Making world safe

The call to promote effective security of nuclear materials worldwide, made by the two-day Nuclear Security Summit held in Washington, highlights a major international concern which has deepened in recent years. The fact that 47 heads of government attended the summit shows the importance the international community attaches to nuclear security. The threat of pilferage of sensitive nuclear information and material and their falling into wrong hands is not unrealistic. Terrorist groups like al-Qaeda are known to be working to get access to nuclear weapons. The success of A Q Khan in selling nuclear secrets is well-known. The consequences of a terrorist group acquiring a nuclear device are unimaginable, and it is difficult to predict how the world will deal with a real Fifth Horseman scenario.

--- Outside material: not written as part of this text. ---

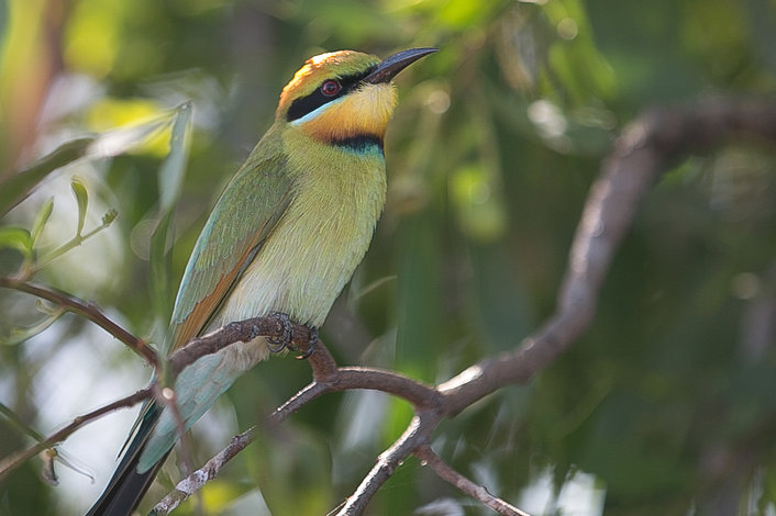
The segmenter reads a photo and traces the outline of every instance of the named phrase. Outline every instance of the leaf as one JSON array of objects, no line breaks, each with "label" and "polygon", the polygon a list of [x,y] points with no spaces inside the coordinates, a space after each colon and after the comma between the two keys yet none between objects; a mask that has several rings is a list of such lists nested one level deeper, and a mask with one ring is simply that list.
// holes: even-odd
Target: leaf
[{"label": "leaf", "polygon": [[159,168],[159,197],[162,211],[171,210],[180,195],[180,184],[189,155],[188,133],[191,124],[191,102],[177,109],[169,136],[169,154]]},{"label": "leaf", "polygon": [[30,191],[51,172],[85,157],[95,141],[95,138],[78,138],[66,142],[31,167],[0,183],[0,216],[23,201]]},{"label": "leaf", "polygon": [[48,217],[52,216],[52,211],[54,210],[54,198],[49,198],[43,206],[41,206],[41,211],[37,212],[37,216],[35,217],[35,222],[32,225],[32,244],[34,245],[35,242],[37,242],[37,237],[41,236],[41,232],[43,232],[43,227],[46,225],[46,222],[48,222]]},{"label": "leaf", "polygon": [[78,178],[73,178],[70,188],[73,189],[73,193],[76,195],[76,202],[78,203],[78,228],[76,229],[76,235],[80,235],[84,231],[84,224],[86,222],[86,210],[89,205],[89,192],[87,192],[84,181]]},{"label": "leaf", "polygon": [[23,227],[0,227],[0,248],[16,249],[25,258],[32,258],[32,236]]},{"label": "leaf", "polygon": [[175,204],[180,197],[180,186],[188,160],[188,132],[191,122],[191,103],[185,102],[176,110],[170,132],[169,155],[159,167],[159,218],[151,235],[151,278],[156,314],[163,321],[173,310],[170,292],[171,257],[168,253],[169,228],[173,222]]}]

The communique and the work plan adopted by the summit seek to commit all countries to the best policies and practices of storage, use, transportation and disposal of nuclear materials so that leakage of sensitive information or materials is eliminated. There is need for co-operation and co-ordination between countries and there cannot be a difference between NPT signatories and others in this respect. Governments have a big responsibility in ensuring the safety of nuclear facilities within their borders. If Pakistan had taken sincere measures, A Q Khan would not have been able to do what he did. Good intelligence is also crucial in tracking the activities of dangerous groups and non-state actors and in ensuring that nuclear facilities are not penetrated by those who seek expertise or materials.

An initiative to establish the best practices for security was made by India, with Prime Minister Manmohan Singh announcing the setting up a Global Centre for Nuclear Energy Partnership. The centre will do research and development in evolving safe, secure and proliferation-resistant design systems. The participants also accepted President Obama’s suggestion that all nuclear materials in the world should be secured in the next four years. Some countries also announced their decision to give up highly enriched uranium as a nuclear fuel. The decision of the US and Russia to dispose of a part of  their weapons grade plutonium stock is also a good signal. The key to total security, as the summit emphasised, is total commitment by all.